The Legacy of Racism in Higher Education

Few institutions of higher learning feel the historical racial inequality more acutely than HBCUs (historically black colleges and universities), where endowments are usually smaller and levels of enrollments have been erratic over the past ten years.

Their financial misfortunes are not entirely their fault. Black colleges have been pressured from insufficient, unequal funding ever since they were born out of necessity mainly after the Civil War to educate African Americans whom other colleges refused to accept.

HBCUs draw the majority of their revenue from federal and state funding, as over half of them are public. As state and federal governments cut their higher-education spending budgets, these establishments are struggling to find the resources to improve their campuses by repairing buildings or constructing new ones.

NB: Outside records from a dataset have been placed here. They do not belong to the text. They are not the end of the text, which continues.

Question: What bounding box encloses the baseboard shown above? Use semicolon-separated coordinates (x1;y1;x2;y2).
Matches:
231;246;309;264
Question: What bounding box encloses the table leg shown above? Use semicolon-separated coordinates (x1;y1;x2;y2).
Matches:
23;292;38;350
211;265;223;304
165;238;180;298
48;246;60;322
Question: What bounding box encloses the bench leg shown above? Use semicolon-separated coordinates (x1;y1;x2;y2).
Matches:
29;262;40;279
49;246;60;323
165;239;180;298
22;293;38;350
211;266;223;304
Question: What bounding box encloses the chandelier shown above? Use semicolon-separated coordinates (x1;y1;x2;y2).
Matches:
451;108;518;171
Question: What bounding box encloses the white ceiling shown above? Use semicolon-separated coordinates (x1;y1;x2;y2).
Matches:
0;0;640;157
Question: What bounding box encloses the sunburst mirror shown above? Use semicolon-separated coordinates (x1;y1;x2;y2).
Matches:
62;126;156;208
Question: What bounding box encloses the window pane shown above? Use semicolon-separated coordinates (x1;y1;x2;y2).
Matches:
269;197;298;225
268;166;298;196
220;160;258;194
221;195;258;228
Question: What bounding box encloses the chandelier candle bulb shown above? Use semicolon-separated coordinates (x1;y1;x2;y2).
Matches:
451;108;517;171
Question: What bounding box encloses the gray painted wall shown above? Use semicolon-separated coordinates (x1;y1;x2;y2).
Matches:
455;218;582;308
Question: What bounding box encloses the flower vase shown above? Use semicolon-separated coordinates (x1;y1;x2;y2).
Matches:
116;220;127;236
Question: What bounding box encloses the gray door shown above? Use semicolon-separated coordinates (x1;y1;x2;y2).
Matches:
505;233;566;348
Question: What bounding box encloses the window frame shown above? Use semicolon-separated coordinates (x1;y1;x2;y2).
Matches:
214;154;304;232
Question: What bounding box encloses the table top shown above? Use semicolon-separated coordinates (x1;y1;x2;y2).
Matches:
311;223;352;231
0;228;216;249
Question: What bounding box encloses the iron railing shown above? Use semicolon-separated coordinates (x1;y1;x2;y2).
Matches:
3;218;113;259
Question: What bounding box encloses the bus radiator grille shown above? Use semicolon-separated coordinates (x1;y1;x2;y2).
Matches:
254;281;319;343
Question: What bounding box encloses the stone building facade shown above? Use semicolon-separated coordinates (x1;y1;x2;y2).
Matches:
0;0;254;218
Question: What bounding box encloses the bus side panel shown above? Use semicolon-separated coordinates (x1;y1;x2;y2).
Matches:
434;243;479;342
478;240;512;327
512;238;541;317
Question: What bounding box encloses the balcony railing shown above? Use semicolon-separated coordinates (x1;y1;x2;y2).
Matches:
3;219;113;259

The Legacy of Racism in Higher Education

Debt

Loans are a way for colleges to overcome their funding woes, but the legacy of racism is apparent even then. Colleges need to take a couple of steps to get bond debt issued. The first one is getting a bank to buy the debt. This institution then sells a public investor or investors this debt.

Of course, the bank has a fee for this. It will normally sell the debt at a slight markup to make up for expenses and management fees. The college will have to pay that off.

A study by researchers from Drexel University, Notre Dame, Duke University, and the University of Washington found evidence of this using 4,145 tax-exempt municipal bonds issues issued by almost 1000 four-year, not-for-profit colleges over a period spanning more than two decades.